Frequently asked questions

Is Easy Free QR really 100% free?

Yes, completely and forever — also for commercial use. No signup, no trial period, no watermark, no "libre lang hanggang next week".

Does it work with GCash?

Yes. The cleanest way is to open your GCash app, tap "Show QR", screenshot or save the image, then take the GCash payment link or your QR Ph string and paste it into Easy Free QR as a URL or text type. The generated code will open your GCash wallet directly when a customer scans it with their banking or e-wallet app.

Will it work with Maya (formerly PayMaya)?

Yes. Maya and GCash both follow the BSP's QR Ph standard, so the QR string you copy from your Maya merchant profile can be encoded with Easy Free QR. The resulting code will be readable by any QR Ph-enabled wallet, including Maya, GCash, GoTyme and most major bank apps.

Can I use it for jeepney or tricycle payments?

Yes. Many modernised jeepney operators and tricycle drivers print their personal GCash or Maya QR codes and paste them inside the unit. Easy Free QR lets you generate a clean, high-resolution version with your route name or plate number as a label, which is harder for passengers to confuse with a fake taped over the original.
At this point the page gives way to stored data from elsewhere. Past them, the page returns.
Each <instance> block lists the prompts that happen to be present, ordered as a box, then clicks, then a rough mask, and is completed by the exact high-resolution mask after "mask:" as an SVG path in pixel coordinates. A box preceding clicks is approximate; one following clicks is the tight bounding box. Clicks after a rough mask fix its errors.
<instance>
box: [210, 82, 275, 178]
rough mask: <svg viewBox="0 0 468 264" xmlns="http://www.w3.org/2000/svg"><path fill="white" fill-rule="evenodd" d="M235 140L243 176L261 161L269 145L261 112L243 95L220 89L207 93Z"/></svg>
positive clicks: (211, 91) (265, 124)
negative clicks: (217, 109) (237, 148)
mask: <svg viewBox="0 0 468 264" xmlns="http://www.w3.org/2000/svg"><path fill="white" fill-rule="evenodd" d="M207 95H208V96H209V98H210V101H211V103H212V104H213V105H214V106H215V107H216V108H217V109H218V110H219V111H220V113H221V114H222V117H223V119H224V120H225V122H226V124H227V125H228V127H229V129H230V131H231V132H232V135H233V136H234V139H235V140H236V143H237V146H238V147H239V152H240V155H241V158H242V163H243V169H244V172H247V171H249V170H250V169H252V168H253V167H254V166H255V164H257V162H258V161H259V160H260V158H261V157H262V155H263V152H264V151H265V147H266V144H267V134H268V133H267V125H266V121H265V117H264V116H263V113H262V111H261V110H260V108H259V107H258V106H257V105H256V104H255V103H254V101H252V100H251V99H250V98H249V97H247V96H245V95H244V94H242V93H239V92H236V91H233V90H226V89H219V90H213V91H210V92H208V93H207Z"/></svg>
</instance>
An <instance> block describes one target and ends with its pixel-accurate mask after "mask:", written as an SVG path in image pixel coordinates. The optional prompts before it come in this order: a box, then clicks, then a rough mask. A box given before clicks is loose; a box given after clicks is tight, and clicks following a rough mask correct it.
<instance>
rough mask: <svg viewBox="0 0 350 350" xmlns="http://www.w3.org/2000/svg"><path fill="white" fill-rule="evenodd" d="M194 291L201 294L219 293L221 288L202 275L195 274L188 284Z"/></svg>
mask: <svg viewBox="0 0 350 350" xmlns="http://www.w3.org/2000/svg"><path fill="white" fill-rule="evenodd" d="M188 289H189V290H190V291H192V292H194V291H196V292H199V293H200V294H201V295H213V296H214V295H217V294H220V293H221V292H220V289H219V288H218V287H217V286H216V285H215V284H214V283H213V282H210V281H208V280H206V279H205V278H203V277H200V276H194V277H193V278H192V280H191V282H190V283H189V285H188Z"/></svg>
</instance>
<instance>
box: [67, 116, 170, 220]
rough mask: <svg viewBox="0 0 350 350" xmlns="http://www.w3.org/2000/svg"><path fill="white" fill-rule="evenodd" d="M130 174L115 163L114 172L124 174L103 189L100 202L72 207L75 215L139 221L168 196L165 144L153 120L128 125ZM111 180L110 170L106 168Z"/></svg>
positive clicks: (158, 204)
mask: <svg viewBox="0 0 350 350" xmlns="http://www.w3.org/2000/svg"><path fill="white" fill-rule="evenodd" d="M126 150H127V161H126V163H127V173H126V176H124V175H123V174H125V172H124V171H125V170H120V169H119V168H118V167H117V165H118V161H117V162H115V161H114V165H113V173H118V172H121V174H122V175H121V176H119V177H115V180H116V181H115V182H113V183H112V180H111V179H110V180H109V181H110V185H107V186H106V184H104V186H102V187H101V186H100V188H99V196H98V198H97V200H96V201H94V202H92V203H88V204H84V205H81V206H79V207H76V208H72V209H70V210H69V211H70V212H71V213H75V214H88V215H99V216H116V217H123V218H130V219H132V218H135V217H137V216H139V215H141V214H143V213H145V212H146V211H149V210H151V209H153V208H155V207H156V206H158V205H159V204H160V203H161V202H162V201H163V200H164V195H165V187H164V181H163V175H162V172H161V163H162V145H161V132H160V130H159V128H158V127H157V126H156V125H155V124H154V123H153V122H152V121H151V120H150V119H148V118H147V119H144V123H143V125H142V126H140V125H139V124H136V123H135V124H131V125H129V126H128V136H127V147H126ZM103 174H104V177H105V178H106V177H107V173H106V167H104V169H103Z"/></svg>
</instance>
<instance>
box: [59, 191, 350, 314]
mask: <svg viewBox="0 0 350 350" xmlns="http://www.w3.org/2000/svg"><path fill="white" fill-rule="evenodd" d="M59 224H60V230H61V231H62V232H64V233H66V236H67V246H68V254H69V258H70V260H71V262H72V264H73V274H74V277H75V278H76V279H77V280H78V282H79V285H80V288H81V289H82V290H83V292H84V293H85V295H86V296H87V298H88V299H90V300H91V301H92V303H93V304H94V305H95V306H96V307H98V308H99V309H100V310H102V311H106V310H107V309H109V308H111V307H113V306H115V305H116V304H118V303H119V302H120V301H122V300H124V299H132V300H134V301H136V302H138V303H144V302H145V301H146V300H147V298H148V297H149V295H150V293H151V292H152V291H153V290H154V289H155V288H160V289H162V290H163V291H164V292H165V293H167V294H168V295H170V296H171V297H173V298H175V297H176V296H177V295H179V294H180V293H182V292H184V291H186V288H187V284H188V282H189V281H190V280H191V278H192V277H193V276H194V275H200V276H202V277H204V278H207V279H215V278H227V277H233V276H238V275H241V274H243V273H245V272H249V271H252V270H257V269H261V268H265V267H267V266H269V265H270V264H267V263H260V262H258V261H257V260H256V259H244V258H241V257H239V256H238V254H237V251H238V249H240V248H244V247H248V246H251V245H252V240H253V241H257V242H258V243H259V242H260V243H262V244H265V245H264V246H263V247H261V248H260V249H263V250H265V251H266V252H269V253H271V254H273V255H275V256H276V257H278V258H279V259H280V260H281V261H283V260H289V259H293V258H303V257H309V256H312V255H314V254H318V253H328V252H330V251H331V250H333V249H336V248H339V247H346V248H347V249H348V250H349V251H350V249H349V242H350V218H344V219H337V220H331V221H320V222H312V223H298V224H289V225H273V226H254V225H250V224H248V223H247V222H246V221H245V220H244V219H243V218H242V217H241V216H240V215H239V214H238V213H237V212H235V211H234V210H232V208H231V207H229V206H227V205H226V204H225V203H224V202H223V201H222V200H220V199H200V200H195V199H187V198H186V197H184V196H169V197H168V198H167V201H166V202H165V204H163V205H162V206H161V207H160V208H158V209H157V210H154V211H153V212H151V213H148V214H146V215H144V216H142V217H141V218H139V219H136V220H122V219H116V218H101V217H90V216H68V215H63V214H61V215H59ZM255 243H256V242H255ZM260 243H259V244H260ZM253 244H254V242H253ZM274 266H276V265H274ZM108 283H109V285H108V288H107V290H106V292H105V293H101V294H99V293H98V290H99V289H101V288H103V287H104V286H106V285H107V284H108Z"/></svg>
Can I make a QR code for a debut or wedding invitation?

Definitely. Couples and debutantes use Easy Free QR to embed a Google Form RSVP, a Waze or Google Maps link to the church and reception, a gallery of prenup photos, or even a gcash gift link in lieu of a physical envelope. One QR code on the invite handles all of them — no need to print four separate cards.

Do you track my links?

No. Your QR code contains exactly the data you enter. We don't redirect anything through our servers, and we don't see your customers' scans. What you encode is what gets printed.

Does the QR code expire?

No, never. Easy Free QR creates static QR codes — the content is encoded directly in the image. Your sari-sari poster, debut invitation or jeepney sticker will keep working long after you have stopped thinking about us.

Will it still scan if my customer is offline?
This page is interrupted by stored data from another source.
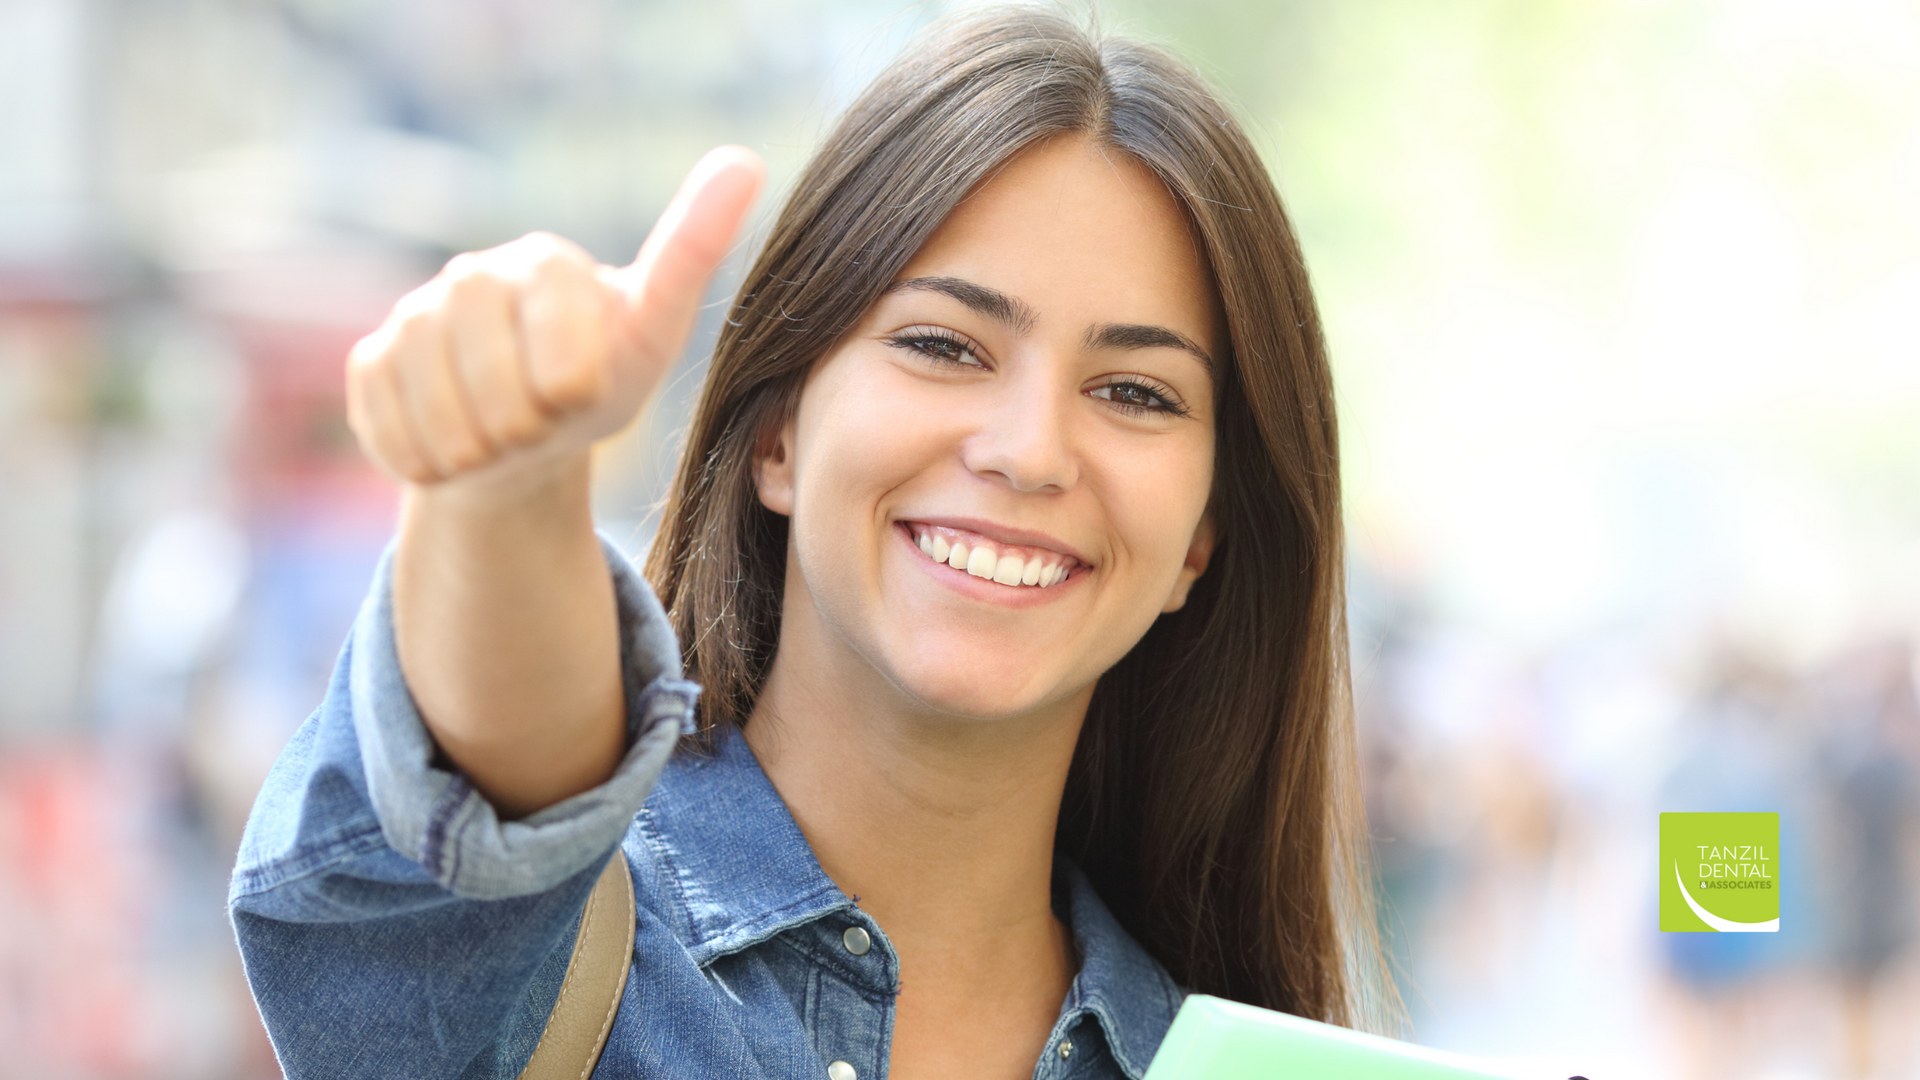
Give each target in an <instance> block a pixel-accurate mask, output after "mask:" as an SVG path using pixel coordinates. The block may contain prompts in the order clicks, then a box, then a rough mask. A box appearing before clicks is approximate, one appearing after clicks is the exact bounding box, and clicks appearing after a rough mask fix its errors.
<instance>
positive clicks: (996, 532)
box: [900, 517, 1092, 567]
mask: <svg viewBox="0 0 1920 1080" xmlns="http://www.w3.org/2000/svg"><path fill="white" fill-rule="evenodd" d="M900 521H918V523H920V525H937V527H943V528H964V530H966V532H977V534H981V536H985V538H987V540H993V542H995V544H1016V546H1020V548H1044V550H1048V552H1054V553H1058V555H1068V557H1073V559H1079V563H1081V565H1087V567H1091V565H1092V559H1089V557H1087V555H1083V553H1079V552H1077V550H1075V548H1073V546H1071V544H1068V542H1066V540H1062V538H1058V536H1052V534H1046V532H1037V530H1033V528H1014V527H1012V525H1000V523H996V521H981V519H977V517H902V519H900Z"/></svg>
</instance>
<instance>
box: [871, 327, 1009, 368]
mask: <svg viewBox="0 0 1920 1080" xmlns="http://www.w3.org/2000/svg"><path fill="white" fill-rule="evenodd" d="M887 342H889V344H893V346H897V348H904V350H912V352H918V354H922V356H925V357H929V359H935V361H939V363H952V365H960V367H987V365H985V363H981V359H979V354H975V352H973V346H972V344H968V342H966V340H960V338H956V336H950V334H929V332H906V334H895V336H891V338H887Z"/></svg>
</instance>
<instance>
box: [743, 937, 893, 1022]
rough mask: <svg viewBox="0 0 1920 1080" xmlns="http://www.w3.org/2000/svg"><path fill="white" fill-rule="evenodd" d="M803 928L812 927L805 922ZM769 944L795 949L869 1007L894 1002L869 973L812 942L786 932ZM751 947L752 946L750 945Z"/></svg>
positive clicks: (888, 992)
mask: <svg viewBox="0 0 1920 1080" xmlns="http://www.w3.org/2000/svg"><path fill="white" fill-rule="evenodd" d="M822 919H824V917H822ZM801 926H810V922H803V924H801ZM768 944H778V945H785V947H789V949H793V951H795V953H799V955H801V957H804V959H808V961H810V963H812V965H814V967H820V969H826V970H829V972H833V974H835V976H839V978H841V982H845V984H849V986H852V988H854V992H856V994H858V995H860V997H866V1001H868V1005H885V1003H887V1001H893V990H887V988H883V986H876V984H874V980H872V978H870V976H868V972H862V970H856V969H852V967H849V965H845V963H843V961H841V959H839V957H837V955H833V953H831V951H828V949H816V947H814V945H812V944H810V942H797V940H793V938H791V936H787V934H785V932H780V934H774V936H772V938H768ZM749 947H751V945H749Z"/></svg>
The decoding itself works offline, since the data is inside the pattern. If you encode a phone number, vCard or plain text, your customer needs no signal at all. If you encode a URL or your GCash payment page, they need a connection only to load the destination — useful to know in areas where Globe or Smart drops out.

Can I add my logo or sari-sari store name?

Yes. You can drop a logo, your shop name, or your tindahan emblem in the centre of the code, and pick brand colours to match. The built-in error correction keeps the code scannable even with a logo covering up to about 30 percent of the surface.

Pwede ba gamitin para sa business at commercial use?

Oo naman. Whether you are running a milk tea stall in Cubao, a Shopee reseller page from Davao, or a printing shop in Quiapo, every QR code you generate is yours to use commercially with no royalty and no licensing fee. Print it on tarps, packaging, billboards or your delivery rider's uniform.